According to a sixth aspect of the present invention, there is provided a plasma processing method which uses a plasma processing apparatus comprising a plasma generation chamber, a support means for supporting an article, a gas introducing means for introducing a gas into the plasma generation chamber, an evacuation means for evacuating the plasma generation chamber, and a microwave applicator for supplying microwaves into the plasma generation chamber, the method comprising introducing microwaves distributed by use of an E-plane junction into at least two introducing ports such that the electric field vectors are in directions opposite to each other, and supplying microwaves introduced from the introducing ports into the plasma generation chamber through a slot provided in a circular waveguide, thereby processing an article.

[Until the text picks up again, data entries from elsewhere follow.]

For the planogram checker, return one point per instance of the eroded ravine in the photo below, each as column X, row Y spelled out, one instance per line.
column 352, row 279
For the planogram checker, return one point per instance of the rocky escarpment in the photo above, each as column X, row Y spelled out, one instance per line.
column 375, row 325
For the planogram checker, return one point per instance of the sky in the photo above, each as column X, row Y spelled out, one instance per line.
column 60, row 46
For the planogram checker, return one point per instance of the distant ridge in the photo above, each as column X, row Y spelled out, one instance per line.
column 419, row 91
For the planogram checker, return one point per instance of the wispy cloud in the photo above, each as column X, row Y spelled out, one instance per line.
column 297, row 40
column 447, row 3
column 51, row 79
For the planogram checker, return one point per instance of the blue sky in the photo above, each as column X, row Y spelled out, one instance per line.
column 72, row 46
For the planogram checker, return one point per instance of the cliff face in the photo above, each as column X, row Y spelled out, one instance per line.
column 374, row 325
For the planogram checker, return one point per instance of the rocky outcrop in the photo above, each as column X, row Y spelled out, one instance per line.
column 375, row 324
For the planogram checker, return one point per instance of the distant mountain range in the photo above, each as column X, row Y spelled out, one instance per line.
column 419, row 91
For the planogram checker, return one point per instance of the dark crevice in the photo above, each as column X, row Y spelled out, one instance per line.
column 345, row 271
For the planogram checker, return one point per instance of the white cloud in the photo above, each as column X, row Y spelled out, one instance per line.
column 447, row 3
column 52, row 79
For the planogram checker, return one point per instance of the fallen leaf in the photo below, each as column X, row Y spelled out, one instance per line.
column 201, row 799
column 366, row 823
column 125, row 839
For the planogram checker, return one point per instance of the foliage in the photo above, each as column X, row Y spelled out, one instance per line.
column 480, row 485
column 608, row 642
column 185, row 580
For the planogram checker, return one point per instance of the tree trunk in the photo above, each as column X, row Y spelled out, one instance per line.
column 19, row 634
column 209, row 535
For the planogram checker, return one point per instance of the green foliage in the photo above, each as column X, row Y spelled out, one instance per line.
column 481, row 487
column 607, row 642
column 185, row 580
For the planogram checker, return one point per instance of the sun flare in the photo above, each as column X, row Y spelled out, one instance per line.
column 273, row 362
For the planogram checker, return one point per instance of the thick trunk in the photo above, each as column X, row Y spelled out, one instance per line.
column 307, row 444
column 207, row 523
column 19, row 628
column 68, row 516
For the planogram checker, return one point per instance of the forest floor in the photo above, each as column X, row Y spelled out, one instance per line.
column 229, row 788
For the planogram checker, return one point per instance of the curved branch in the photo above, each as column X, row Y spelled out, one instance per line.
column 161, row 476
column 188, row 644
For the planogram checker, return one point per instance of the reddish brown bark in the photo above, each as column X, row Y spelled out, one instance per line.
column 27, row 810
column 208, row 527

According to a seventh aspect of the present invention, there is provided a plasma processing apparatus comprising a plasma generation chamber, a support means for supporting an article, a gas introducing means for introducing a gas into the plasma generation chamber, an evacuation means for evacuating the plasma generation chamber, and a microwave applicator for supplying microwaves into the plasma generation chamber, the microwave applicator comprising a circular waveguide with a plurality of slots, at least two introducing ports provided in the circular waveguide, and an H-plane junction for introducing microwaves into the introducing ports such that the electric field vectors are in directions equal to each other.

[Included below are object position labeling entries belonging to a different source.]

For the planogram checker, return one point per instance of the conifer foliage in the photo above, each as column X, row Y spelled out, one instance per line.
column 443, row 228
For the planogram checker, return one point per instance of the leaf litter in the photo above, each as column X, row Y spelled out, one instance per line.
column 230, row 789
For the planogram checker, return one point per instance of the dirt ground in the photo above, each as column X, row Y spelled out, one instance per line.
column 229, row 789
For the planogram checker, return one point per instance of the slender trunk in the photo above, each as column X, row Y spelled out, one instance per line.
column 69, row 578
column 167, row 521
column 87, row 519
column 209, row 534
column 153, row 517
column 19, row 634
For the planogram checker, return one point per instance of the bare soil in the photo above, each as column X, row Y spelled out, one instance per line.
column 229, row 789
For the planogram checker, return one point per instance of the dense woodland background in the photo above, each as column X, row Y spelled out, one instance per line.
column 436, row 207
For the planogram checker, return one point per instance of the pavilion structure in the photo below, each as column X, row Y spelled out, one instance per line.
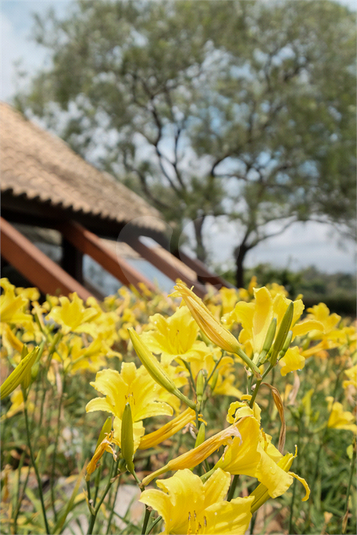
column 46, row 187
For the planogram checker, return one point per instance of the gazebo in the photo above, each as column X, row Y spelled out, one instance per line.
column 47, row 187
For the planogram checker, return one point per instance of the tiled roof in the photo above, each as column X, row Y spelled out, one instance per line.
column 42, row 167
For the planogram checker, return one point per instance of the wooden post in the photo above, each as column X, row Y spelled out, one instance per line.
column 204, row 275
column 163, row 265
column 35, row 265
column 72, row 260
column 88, row 243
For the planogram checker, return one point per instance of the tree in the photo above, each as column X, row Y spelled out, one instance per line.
column 243, row 109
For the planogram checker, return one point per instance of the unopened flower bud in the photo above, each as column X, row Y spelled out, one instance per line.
column 21, row 374
column 286, row 344
column 201, row 435
column 127, row 438
column 106, row 429
column 282, row 333
column 200, row 384
column 214, row 380
column 155, row 369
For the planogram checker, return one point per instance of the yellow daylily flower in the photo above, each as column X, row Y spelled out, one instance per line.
column 189, row 506
column 17, row 405
column 129, row 386
column 214, row 330
column 197, row 455
column 257, row 316
column 223, row 380
column 252, row 454
column 166, row 431
column 261, row 493
column 352, row 375
column 21, row 374
column 103, row 446
column 210, row 326
column 340, row 419
column 322, row 314
column 293, row 360
column 72, row 315
column 173, row 337
column 11, row 305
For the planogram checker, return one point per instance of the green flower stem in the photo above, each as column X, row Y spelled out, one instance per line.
column 318, row 454
column 88, row 490
column 52, row 477
column 57, row 338
column 20, row 494
column 255, row 392
column 353, row 463
column 300, row 424
column 212, row 372
column 39, row 482
column 232, row 488
column 113, row 505
column 146, row 519
column 93, row 517
column 156, row 521
column 97, row 482
column 249, row 363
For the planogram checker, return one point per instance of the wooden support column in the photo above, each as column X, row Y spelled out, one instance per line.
column 35, row 265
column 88, row 243
column 204, row 275
column 166, row 267
column 72, row 260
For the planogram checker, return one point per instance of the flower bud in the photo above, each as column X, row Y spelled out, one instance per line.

According to an eighth aspect of the present invention, there is provided a plasma processing method which uses a plasma processing apparatus comprising a plasma generation chamber, a support means for supporting an article, a gas introducing means for introducing a gas into the plasma generation chamber, an evacuation means for evacuating the plasma generation chamber, and a microwave applicator for supplying microwaves into the plasma generation chamber, the method comprising introducing microwaves distributed by use of an H-plane junction into at least two introducing ports such that the electric field vectors are in directions equal to each other, and supplying microwaves introduced from the introducing ports into the plasma generation chamber through a slot provided in a circular waveguide, thereby processing an article.